The water was flat enough but vis was bad due to continuing strong winds which stir up the bay. However it was a beautiful warm sunny day so there was no stopping Trevor and I.

With wide angle you can open up the aperture to about f/8 - f/16 and still have heaps of depth of field. Camera shake is less of a problem so slower shutter speeds like 1/30th - 1/90th can be used.

All of this means lighter sunlit backgrounds and water can be captured. You have more scope to balance the background exposure with the flash lit subject in the foreground.

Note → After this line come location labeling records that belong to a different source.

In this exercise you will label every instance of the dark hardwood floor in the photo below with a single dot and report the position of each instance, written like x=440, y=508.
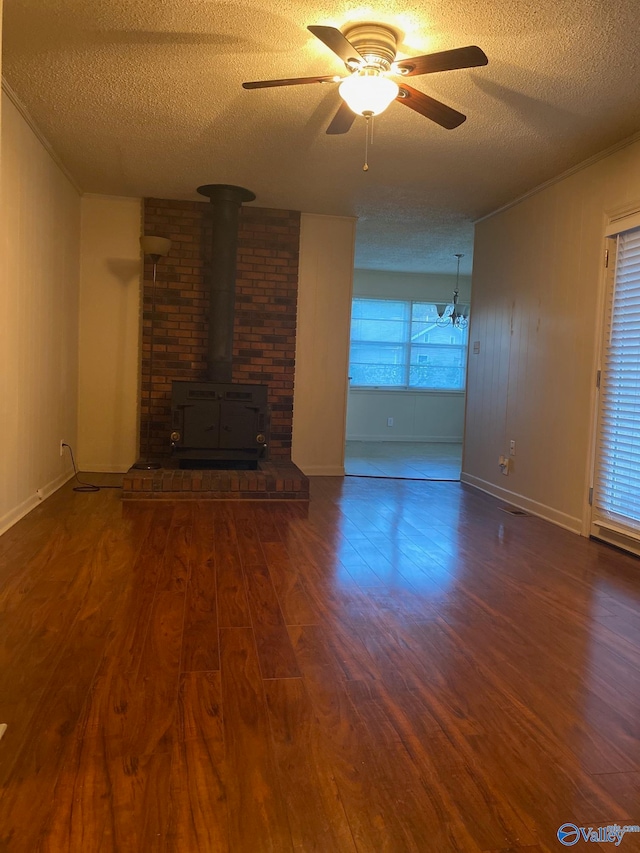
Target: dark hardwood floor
x=401, y=667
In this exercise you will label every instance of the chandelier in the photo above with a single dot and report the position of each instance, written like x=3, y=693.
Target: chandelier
x=453, y=313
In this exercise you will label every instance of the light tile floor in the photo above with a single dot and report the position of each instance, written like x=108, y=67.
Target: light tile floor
x=404, y=459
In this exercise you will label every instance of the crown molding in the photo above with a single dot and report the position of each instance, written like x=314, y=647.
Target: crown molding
x=584, y=164
x=26, y=115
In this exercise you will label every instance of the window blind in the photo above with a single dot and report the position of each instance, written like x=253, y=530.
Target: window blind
x=617, y=475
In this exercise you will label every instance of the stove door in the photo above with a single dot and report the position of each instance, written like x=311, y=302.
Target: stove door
x=238, y=425
x=201, y=425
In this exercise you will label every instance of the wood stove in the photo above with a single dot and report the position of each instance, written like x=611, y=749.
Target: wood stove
x=218, y=423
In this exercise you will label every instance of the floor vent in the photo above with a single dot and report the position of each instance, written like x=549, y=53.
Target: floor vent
x=513, y=510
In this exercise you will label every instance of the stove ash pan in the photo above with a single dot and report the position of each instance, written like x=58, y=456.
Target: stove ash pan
x=219, y=425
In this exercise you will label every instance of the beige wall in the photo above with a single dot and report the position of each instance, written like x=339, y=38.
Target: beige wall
x=322, y=344
x=109, y=333
x=436, y=287
x=40, y=212
x=536, y=305
x=417, y=415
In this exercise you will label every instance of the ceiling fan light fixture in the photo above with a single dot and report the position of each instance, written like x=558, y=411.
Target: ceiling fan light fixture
x=367, y=92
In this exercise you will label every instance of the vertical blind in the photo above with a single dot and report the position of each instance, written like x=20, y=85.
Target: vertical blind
x=617, y=480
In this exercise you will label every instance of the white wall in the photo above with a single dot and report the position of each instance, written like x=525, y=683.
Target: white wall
x=40, y=214
x=536, y=305
x=322, y=343
x=417, y=415
x=110, y=287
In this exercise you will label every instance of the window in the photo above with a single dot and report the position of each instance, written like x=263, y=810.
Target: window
x=617, y=480
x=397, y=344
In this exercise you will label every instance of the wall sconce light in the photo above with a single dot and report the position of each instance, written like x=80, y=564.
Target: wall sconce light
x=156, y=248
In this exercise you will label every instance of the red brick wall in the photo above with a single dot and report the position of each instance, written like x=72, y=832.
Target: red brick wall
x=265, y=316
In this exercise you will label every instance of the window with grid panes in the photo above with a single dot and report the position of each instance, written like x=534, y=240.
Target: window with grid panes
x=398, y=344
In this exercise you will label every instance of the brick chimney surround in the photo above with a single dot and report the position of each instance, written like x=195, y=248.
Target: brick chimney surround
x=264, y=342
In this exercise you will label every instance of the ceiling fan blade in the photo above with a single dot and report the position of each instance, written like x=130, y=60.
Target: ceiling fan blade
x=342, y=120
x=430, y=108
x=291, y=81
x=446, y=60
x=336, y=42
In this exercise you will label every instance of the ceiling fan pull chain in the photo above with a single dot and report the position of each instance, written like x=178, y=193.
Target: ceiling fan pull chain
x=365, y=168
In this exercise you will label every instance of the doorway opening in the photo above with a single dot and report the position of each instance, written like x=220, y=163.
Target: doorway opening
x=407, y=372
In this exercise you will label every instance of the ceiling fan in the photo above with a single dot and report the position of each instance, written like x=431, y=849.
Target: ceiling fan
x=368, y=51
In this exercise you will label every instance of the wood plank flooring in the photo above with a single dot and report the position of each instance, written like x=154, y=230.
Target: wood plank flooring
x=401, y=666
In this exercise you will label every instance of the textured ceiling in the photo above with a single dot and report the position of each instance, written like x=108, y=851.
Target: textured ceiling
x=142, y=98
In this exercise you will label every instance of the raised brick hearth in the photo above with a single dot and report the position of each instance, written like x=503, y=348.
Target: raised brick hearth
x=272, y=481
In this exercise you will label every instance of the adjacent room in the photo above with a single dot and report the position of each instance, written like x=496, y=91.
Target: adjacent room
x=407, y=371
x=319, y=527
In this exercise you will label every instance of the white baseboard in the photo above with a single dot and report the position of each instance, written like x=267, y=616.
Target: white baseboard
x=89, y=468
x=322, y=470
x=435, y=439
x=14, y=515
x=522, y=502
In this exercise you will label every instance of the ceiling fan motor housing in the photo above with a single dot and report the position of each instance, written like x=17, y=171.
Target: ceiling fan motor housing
x=376, y=43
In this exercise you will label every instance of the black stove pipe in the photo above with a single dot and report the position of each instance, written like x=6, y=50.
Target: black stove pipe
x=220, y=275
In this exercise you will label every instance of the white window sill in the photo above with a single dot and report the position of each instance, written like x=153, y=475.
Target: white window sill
x=394, y=389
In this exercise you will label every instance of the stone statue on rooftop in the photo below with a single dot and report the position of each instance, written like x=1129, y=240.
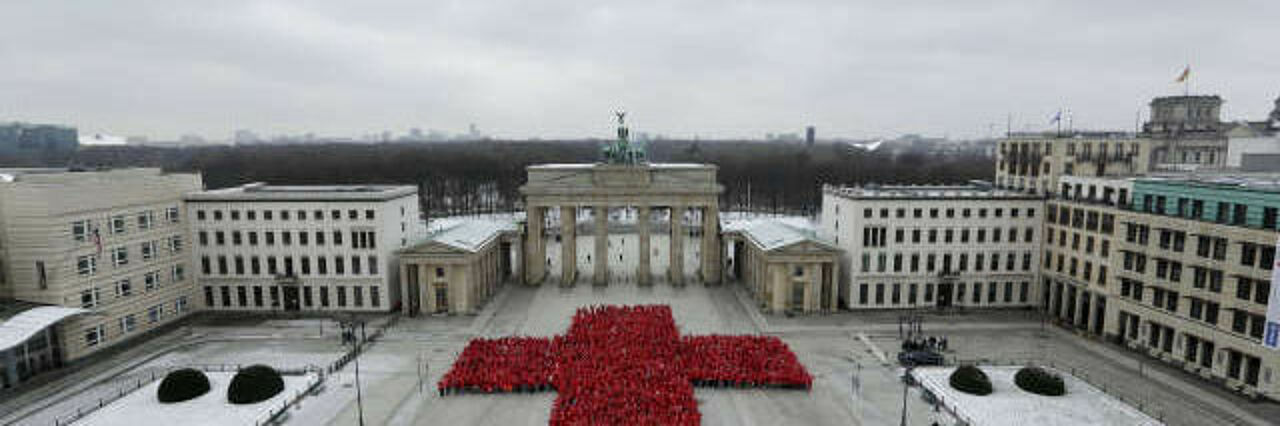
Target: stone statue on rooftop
x=622, y=151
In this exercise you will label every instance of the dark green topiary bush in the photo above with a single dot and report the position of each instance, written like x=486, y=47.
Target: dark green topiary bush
x=1040, y=381
x=970, y=380
x=182, y=385
x=254, y=384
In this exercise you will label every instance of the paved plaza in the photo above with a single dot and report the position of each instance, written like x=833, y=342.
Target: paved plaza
x=849, y=355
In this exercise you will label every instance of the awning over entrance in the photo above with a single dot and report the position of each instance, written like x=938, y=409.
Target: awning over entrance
x=24, y=325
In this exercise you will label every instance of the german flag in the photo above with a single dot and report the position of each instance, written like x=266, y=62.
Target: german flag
x=1184, y=76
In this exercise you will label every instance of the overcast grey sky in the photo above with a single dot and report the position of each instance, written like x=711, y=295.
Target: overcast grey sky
x=554, y=68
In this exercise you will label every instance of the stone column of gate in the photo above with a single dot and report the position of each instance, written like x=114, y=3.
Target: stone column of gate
x=535, y=256
x=643, y=228
x=676, y=273
x=600, y=260
x=711, y=244
x=568, y=244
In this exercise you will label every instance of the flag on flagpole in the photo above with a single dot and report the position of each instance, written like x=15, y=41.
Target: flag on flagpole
x=1184, y=76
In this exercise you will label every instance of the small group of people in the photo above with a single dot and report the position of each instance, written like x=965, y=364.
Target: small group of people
x=922, y=343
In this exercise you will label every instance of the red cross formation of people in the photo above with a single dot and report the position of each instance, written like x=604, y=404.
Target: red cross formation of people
x=624, y=365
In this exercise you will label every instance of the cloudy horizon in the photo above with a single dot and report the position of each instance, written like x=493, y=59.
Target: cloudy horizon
x=713, y=69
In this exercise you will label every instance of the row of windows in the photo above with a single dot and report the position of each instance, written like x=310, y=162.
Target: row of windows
x=1072, y=266
x=128, y=323
x=123, y=288
x=1225, y=213
x=86, y=265
x=284, y=265
x=899, y=262
x=1201, y=351
x=1082, y=219
x=86, y=230
x=300, y=214
x=1104, y=246
x=876, y=236
x=311, y=297
x=993, y=293
x=947, y=213
x=359, y=238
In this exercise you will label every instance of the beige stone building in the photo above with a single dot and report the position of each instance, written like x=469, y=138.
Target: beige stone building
x=785, y=268
x=667, y=189
x=1182, y=273
x=458, y=268
x=114, y=243
x=1034, y=161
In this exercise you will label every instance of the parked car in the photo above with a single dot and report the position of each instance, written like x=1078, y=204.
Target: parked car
x=919, y=358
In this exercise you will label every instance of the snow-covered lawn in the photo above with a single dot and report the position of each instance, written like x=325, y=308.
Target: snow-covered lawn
x=1008, y=404
x=141, y=407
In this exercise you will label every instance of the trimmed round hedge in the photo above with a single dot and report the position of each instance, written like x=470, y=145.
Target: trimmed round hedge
x=1040, y=381
x=181, y=385
x=254, y=384
x=970, y=380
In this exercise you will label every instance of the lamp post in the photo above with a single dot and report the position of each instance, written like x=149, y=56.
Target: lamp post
x=906, y=385
x=356, y=349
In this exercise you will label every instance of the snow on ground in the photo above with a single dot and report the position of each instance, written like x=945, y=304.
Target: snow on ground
x=141, y=408
x=1008, y=404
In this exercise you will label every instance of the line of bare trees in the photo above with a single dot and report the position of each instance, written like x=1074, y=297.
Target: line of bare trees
x=485, y=175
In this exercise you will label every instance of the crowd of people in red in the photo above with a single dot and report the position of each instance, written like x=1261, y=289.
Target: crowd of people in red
x=624, y=365
x=501, y=365
x=743, y=361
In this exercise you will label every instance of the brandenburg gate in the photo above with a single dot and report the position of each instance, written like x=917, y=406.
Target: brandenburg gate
x=624, y=179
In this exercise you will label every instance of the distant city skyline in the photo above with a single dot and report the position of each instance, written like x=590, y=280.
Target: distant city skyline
x=557, y=69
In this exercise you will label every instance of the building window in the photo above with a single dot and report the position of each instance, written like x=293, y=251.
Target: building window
x=149, y=250
x=81, y=230
x=94, y=335
x=90, y=297
x=155, y=312
x=127, y=323
x=151, y=280
x=146, y=219
x=176, y=243
x=86, y=265
x=119, y=256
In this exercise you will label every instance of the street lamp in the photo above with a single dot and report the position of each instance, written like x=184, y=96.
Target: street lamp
x=350, y=335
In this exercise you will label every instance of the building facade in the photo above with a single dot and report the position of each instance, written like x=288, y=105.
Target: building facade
x=114, y=243
x=302, y=248
x=1034, y=163
x=458, y=268
x=1183, y=273
x=785, y=266
x=1187, y=132
x=915, y=247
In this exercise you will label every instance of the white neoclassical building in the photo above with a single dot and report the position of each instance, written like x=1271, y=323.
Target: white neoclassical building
x=302, y=247
x=914, y=247
x=106, y=252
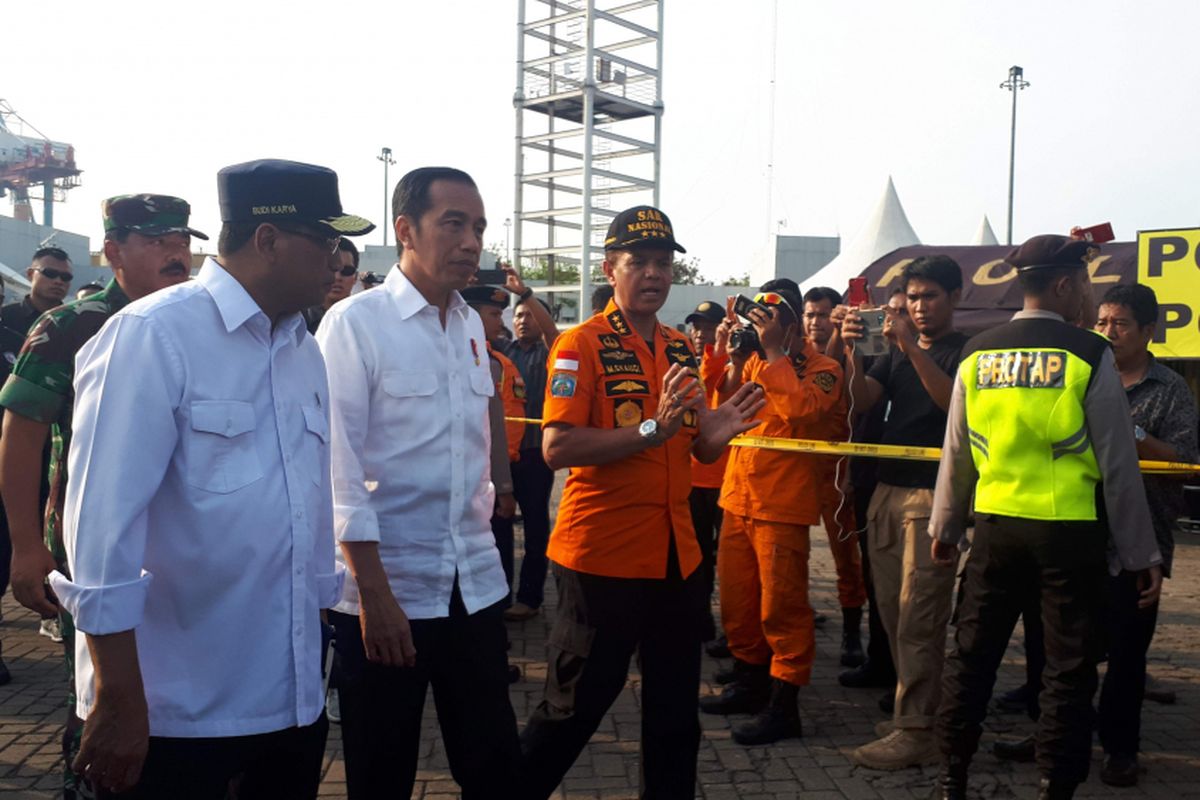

Ideally you need good vis for wide angle so today was a struggle.
Strobes need to be placed further out from the lens to avoid backscatter. Not many keepers from this dive.

Issue of the day was .... loading the camera into the housing with the shutter release lever rotated 180 deg. This meant the shutter could not be operated. Had to pull the camera out and rotate the lever into the correct position. Lucky I tested it before leaving home.

Sunday, 14 October 2007

Macro settings - St Leonards

St Leonards Pier. Strong off shore (W-NW) meant flat water and good vis for a change. New buddy John Mc checked the vis earlier and gave the thumbs up.

It was a real nudi finding day with 6 different species and one of them new to me, some sort of Polycera maybe. Have a look here.

The 60mm lens aperture can stop down to f/32, way smaller than the Coolpix f/8. This means much more flash power is needed. To increase flash power I have removed the diffusers from the Inons and turned them up to -2 or -3. With the Coolpix I was struggling with too much power at the minimum -5 power setting even with diffusers.

My standard macro settings are 1/125 sec, f/22, ISO 200, WB Auto.
To lighten the background water I might use 1/60th and for really dark subjects I'll increasing the strobe power.